I was initially going to talk about why Deligne’s categories of representations of the symmetric group on a nonintegral number of elements are semisimple generically. This is a rather difficult result, and takes quite a bit of preparation in his paper.  However, I got sidetracked. Instead, I will devote this post to a general discussion of semisimple categories.  According to the material here, it follows that in order to show that Deligne’s categories are semisimple, one has to show that the so-called “partition algebra” is a semisimple ring.

1. Review of semisimple categories

Before we specialize to the case of Deligne’s categories, it may help to go through a little abstract nonsense. Suppose {\mathcal{C}} is a semisimple category. This means that {\mathcal{C}} is abelian, and each object in {\mathcal{C}} is a direct sum of simple objects, where simple means that there is no proper subobject. So for instance, the {A}-modules for {A} a semisimple algebra form a semisimple category. The finite-dimensional representations of a semisimple Lie algebra form a semisimple category (though the finite-dimensional condition is necessary; the enveloping algebra is not a semisimple algebra generally).

Now, I want to look at the hom-spaces in a semisimple category. But first, in the next lemma, there is no need to have the semisimplicity asumption, so I drop that.

Remember Schur’s lemma—that lemma in group representation theory, that any morphism between irreducible representations over {\mathbb{C}} is a scalar? The proof of it in different textbooks tends to vary between nonintuitive and clean (depending on the extent of the allegiance of said textbook to category theory). Because when thought of categorically, I claim that it is trivial.

Lemma 1 (Schur, categorical version) Let {X} be a simple object in a {\mathbb{C}}-linear abelian category with finite-dimensional hom-spaces. Then {\hom(X,X) \simeq  \mathbb{C}}. Also, {\hom(X,Y) =0} if {X,Y} are simple and nonisomorphic.

So, let’s prove this. We will first prove that any morphism between simple objects {X,Y} is an isomorphism or zero. If one were not zero, it would have either a nontrivial kernel or cokernel. And this would mean either that {X} had a nontrivial subobject or {Y} a nontrivial subobject—two things that can’t happen for simple {X,Y}.

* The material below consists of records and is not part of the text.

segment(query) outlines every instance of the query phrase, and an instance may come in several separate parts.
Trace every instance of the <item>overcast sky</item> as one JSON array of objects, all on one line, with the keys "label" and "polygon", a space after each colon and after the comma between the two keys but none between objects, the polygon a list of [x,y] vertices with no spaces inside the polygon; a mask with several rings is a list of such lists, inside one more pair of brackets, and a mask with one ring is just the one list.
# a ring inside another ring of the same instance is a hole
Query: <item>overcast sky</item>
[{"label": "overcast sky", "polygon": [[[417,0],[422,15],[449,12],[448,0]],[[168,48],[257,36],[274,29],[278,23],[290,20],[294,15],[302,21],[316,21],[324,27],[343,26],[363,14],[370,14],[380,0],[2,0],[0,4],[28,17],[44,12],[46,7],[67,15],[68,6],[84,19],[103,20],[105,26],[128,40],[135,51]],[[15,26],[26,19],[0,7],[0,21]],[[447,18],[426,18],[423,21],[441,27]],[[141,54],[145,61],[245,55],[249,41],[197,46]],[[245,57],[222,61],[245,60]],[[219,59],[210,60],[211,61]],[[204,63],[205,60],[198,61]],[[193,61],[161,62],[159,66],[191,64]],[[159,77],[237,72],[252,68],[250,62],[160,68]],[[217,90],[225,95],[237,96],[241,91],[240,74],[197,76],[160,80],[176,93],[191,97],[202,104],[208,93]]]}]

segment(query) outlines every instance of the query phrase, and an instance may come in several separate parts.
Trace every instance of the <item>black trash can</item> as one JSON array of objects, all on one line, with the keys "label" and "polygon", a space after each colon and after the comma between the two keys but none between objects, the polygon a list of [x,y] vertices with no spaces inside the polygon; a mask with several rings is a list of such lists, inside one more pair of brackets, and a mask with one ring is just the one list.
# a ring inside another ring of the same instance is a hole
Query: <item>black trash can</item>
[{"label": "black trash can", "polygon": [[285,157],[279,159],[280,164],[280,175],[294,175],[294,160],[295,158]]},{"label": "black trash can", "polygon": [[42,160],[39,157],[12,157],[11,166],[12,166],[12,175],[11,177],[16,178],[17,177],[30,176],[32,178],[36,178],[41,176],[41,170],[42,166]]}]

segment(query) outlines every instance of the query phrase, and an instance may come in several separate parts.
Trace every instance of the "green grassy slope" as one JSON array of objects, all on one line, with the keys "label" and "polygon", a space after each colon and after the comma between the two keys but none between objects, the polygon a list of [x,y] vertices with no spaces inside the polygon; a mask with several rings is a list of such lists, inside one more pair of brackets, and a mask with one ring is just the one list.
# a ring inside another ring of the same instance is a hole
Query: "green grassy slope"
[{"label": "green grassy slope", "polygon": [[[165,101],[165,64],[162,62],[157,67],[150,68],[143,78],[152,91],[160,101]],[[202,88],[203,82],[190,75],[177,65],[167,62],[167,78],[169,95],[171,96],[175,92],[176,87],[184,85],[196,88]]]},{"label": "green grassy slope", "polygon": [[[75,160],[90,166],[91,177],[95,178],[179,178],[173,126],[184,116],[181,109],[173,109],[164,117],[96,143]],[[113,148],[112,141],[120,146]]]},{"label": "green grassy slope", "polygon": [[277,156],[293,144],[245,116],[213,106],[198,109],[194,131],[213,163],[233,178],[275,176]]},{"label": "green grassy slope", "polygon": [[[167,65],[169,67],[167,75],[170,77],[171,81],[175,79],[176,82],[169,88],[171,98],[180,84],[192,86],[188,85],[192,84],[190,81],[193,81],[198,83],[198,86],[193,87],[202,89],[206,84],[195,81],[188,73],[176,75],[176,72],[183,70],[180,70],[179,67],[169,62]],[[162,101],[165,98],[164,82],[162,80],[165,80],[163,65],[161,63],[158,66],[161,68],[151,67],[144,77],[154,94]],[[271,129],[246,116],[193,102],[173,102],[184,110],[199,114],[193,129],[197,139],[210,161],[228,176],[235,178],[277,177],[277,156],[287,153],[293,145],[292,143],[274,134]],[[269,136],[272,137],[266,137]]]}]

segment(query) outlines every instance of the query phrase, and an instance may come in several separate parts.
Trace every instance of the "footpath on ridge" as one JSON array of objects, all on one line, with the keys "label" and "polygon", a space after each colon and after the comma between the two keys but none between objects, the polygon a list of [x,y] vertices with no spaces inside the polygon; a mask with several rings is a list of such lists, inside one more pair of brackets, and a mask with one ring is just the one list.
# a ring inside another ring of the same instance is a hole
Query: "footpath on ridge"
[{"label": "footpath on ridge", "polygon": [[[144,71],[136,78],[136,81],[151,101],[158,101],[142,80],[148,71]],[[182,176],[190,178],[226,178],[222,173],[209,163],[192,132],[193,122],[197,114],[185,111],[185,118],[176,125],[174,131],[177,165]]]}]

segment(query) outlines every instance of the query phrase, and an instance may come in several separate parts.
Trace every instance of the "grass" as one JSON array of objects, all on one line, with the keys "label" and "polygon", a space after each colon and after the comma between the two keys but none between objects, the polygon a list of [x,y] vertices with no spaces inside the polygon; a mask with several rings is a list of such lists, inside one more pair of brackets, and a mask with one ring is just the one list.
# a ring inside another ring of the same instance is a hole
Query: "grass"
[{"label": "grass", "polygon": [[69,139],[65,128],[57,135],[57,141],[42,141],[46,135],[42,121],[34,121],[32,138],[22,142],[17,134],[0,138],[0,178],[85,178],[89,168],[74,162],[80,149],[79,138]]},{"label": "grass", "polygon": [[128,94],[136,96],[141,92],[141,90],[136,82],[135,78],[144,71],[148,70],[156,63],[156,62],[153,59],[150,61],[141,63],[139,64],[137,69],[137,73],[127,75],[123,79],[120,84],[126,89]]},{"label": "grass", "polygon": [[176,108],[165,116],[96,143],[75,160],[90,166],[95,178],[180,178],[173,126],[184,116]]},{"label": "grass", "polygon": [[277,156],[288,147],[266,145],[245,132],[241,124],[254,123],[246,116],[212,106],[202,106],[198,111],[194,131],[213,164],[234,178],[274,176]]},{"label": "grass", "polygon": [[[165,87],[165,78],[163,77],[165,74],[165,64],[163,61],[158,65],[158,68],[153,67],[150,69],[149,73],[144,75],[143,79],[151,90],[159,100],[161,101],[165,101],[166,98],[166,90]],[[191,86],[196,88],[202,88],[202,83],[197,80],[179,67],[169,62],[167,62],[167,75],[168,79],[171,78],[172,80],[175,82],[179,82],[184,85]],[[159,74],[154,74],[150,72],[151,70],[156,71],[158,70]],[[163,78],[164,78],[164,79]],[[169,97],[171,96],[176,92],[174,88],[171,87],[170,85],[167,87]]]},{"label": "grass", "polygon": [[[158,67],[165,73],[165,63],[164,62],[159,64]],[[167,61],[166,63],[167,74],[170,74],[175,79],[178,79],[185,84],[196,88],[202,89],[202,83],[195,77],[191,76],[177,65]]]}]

It is now clear that {\hom(X,Y) = 0} when {X,Y} are nonisomorphic, because a nontrivial morphism would be an isomorphism by the above.

Well, then {\hom(X,X)} is a ring where every nonzero element is invertible—that is to say, a division algebra. It is also finite-dimensional over {\mathbb{C}}by the assumption on the hom-spaces. But every f.d. division algebra over {\mathbb{C}} is {\mathbb{C}} itself; indeed, if {\alpha \notin \mathbb{C}} belonged to such a division algebra, then {\mathbb{C}(\alpha)} would be a finite extension field (yes, commutative—{\alpha} commutes with itself!) and this cannot happen since {\mathbb{C}} is algebraically closed.

In particular, {\hom(X,X) = \mathbb{C}}. This proves Schur’s lemma. Not entirely trivial, but at least swift.

So that’s done. I claim then that, in a semisimple category {\mathcal{C}}, the hom spaces {\hom(X,X)} is ring-isomorphic to a product of matrix algebras over {\mathbb{C}}. This is now straightforward: decompose {X} as a sum of simple objects {S_1 \oplus S_2 \oplus \dots \oplus S_k}. Partition {S_1, \dots, S_k} into equivalence classes based on isomorphism and take the sums {T_j, 1 \leq j  \leq l} of the {S_i} in each equivalence class. Each {T_j} has hom-spaces isomorphic to a matrix algebra, so the claim is clear.

In particular, the hom-rings of a semisimple category are—surprise, surprise—semisimple algebras!

2. What if the hom-spaces are semisimple?

The 45-million-dollar question now arises whether the opposite might be true. In fact, I think it is, with certain hypotheses: this isn’t really about Deligne’s paper anymore, but it’s something that I learned from Friedrich Knop’s very interesting paper “Tensor envelopes of regular categories.” Knop actually generalizes Deligne’s construction and axiomatizes it to constructing large classes of interesting tensor categories (such as representation categories of wreath products {S_t \ltimes  G^{t}} for {G} finite and {t} complex. I may talk more about Knop’s paper later, but right now I am just using it as a source of some fun abstract nonsense.